OAO Gazprom, the world’s biggest natural-gas producer, said renewable energy may eventually replace oil for indexing gas prices in long-term contracts.
“It’s time to define ways to improve the system,” Alexander Medvedev, deputy chief executive officer of the Russian gas exporter, said in prepared remarks for a speech today at the World Gas Conference in Kuala Lumpur. “As a new thing, one could choose a renewable source as an alternative energy resource for indexing prices in the future.”
For now, Gazprom links its prices to oil and refined products with a time lag, a method that dates back to the 1970s, when the fuels were more commonly used in power generation. As Brent crude rallied in the past three years and gas traded on exchanges became cheaper, Europe’s biggest utilities suffered losses under long-term contracts with suppliers and called for a new system. Units of EON AG and RWE AG, Germany’s biggest utilities, are in arbitration with Gazprom over prices.
Gazprom has defended oil-indexed pricing as a way to protect buyers against the influence of producers and unknown future risks.

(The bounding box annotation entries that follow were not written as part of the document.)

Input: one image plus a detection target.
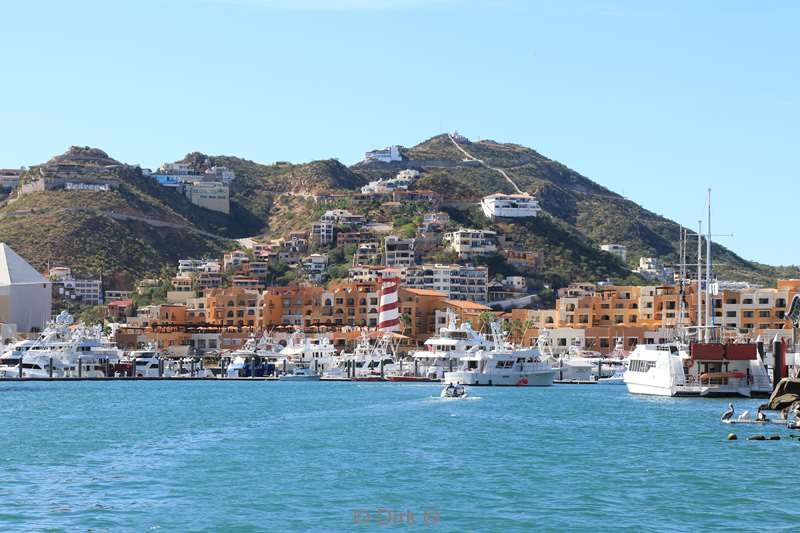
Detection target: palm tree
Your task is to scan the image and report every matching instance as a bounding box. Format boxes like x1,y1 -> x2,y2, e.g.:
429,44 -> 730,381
478,311 -> 497,331
400,313 -> 411,335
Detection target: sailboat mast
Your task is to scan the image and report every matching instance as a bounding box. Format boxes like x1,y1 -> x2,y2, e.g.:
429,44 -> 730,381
704,189 -> 714,342
697,220 -> 703,340
677,226 -> 686,340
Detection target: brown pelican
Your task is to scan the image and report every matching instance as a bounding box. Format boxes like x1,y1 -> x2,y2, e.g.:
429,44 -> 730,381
720,403 -> 733,422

The company, which supplies one-quarter of European gas needs and is seeking to raise that share to 30 percent, has no plans to break the oil-link any time soon.
“One should be quite cautious with proposals to reject the oil-price indexation,” Medvedev said today.
Long-term gas contracts ensure security of supply and protect the interests of both buyers and sellers, Medvedev said at the conference. They help share risks and secure long-term investments, he said.